Il n'y a rien de très courageux à offrir des recommandations "pastorales" qui ne défient pas un monde portant encore les marques de la révolution sexuelle des années 1960. Qu'y a-t-il de courageux à ne souligner que les aspects positifs de tant de situations pastorales tragiques aux dépens des aspects négatifs? Comment serait-il courageux de troubler profondément ces catholiques fidèles qui, pour citer un laïc, "s'accrochent fermement aux enseignements du Christ en matière de mariage et de chasteté"?
Aucune recommandation n'est comparable au vrai courage moral demandé à un prêtre qui, en accord avec l'enseignement du Christ, essaye de conduire les pécheurs vers la vérité et ainsi vers la miséricorde de Dieu et le pardon - ou prêche en ces termes.

Il est gravement irresponsable de la part du Synode d'accroître la confusion dans une situation pastorale qui, en l'absence d'authentiques instructions de la part d'évêques et prêtres pendant les dernières 40 ans, est en train de ravager la vie des gens.
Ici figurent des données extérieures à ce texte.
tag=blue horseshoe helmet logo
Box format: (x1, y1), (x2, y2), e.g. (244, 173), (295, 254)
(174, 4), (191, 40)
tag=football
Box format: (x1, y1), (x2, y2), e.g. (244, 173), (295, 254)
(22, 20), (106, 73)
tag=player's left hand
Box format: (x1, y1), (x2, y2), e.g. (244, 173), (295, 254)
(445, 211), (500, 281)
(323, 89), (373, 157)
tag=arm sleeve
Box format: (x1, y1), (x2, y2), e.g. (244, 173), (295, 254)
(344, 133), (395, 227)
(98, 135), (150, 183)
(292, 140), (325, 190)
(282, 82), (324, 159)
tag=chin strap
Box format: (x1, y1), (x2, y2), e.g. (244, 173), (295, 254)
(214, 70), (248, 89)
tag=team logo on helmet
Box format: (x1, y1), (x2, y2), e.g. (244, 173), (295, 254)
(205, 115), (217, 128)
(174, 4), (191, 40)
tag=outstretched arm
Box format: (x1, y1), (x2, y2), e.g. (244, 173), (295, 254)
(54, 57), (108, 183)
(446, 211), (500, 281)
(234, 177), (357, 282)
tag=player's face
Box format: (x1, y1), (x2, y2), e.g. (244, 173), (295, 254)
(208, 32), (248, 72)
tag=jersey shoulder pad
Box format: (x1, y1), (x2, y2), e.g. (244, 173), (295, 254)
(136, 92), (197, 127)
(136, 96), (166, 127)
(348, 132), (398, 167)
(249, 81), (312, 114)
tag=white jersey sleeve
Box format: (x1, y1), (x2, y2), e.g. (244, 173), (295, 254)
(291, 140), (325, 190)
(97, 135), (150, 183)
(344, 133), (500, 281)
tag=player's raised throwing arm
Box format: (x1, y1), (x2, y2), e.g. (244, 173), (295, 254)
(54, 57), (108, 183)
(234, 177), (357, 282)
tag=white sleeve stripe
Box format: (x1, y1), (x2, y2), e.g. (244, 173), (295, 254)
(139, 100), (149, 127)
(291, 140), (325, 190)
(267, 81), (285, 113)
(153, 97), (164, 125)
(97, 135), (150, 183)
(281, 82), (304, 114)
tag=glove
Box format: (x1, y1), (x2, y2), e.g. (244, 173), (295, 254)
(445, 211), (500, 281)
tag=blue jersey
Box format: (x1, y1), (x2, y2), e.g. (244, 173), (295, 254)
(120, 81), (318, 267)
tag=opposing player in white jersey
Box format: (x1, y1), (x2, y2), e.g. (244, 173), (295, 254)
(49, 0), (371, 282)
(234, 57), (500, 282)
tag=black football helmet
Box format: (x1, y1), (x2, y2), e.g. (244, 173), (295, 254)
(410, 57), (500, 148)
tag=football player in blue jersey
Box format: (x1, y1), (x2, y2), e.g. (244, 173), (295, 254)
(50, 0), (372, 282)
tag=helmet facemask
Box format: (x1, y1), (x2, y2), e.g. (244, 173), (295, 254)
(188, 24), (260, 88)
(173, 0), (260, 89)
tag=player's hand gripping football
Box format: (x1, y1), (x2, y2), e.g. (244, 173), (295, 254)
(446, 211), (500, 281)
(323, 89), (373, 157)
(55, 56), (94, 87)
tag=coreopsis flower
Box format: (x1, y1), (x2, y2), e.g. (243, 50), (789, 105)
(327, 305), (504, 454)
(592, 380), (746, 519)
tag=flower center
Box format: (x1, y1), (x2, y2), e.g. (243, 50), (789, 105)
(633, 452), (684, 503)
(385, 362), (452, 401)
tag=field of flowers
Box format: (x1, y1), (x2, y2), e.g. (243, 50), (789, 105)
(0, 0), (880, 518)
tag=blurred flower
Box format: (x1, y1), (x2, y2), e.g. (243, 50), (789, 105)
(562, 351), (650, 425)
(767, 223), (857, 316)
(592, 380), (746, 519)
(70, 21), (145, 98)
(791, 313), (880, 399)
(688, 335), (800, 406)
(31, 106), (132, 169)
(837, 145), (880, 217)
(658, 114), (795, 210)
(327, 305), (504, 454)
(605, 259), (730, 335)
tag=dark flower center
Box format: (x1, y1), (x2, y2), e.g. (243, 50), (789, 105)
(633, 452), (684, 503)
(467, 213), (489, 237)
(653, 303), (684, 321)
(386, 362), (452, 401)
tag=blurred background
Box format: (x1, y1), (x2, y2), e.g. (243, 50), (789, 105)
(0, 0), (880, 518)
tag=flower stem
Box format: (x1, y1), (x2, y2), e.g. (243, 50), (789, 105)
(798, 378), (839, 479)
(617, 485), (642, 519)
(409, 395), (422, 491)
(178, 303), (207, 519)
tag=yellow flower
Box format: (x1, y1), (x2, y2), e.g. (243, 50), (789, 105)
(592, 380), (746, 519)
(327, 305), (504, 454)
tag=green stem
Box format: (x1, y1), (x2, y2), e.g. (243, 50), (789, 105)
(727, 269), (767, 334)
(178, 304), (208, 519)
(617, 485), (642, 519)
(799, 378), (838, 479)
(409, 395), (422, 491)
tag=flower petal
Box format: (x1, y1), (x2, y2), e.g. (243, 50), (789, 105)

Ravage qui se reflète dans l'enquête conduite à travers le monde par le Vatican en préparation du Synode. A mon avis, ce ravage est le résultat direct du rejet de l'enseignement de l'Eglise en matière de sexualité, suite à Humanae Vitae, de la part du plus grand nombre des théologiens moraux et de plusieurs Conférences Episcopales.
A cet enseignement, il est fait référence (avec ambiguité) en conclusion du rapport du Cardinal Erdö, comme une réflexion après-coup, alors qu'il en est la principale pomme de discorde. Tous les problèmes pastoraux proviennent du rejet de cet enseignement. On espère que la béatification du Pape Paul VI dimanche prochain va provoquer une nouvelle appréciation de son enseignement courageux et prophétique.

Parmi les nombreuses omissions flagrantes du rapport (la chasteté par exemple n'est mentionnée qu'une fois) la plus remarquable est l'absence de toute référence à la sainteté comme mission de toute l'Eglise et de la pratique pastorale.
Le rapport du Cardinal Erdö ne mentionne la sainteté qu'une fois - quoique en passant - mais par ailleurs, il s'occupe exclusivement d'apaiser les sentiments des gens en montrant de la sympathie pour toute situation irrégulière. Cela pourrait aider à dépasser l'image négative de l'enseignement de l'Eglise en matière de sexualité, et en cela le rapport serait bienvenu, s'il n'était en réalité scandaleux, dans le strict sens qu'il conduit les gens loin de Dieu (voir Mt 18, 6).

Il est triste de dire que l'agenda du Synode (à présent plus tellement caché) alimente l'agenda plus large d'une société sécularisée qui menace la famille traditionnelle dans ses fondements. Et même cela est secondaire. Ce qui est en jeu finalement est la mission de l'Eglise de guider les gens vers l'union avec Dieu en Christ: la sainteté.

Le jour suivant la publication du rapport, le sujet choisi par l'archevêque péruvien Salvador Pineiro Garcia-Calderon pour son homélie du matin était, significativement, la sainteté. C'etait une intervention très opportune en ce qui est vraiment un Synode extraordinaire.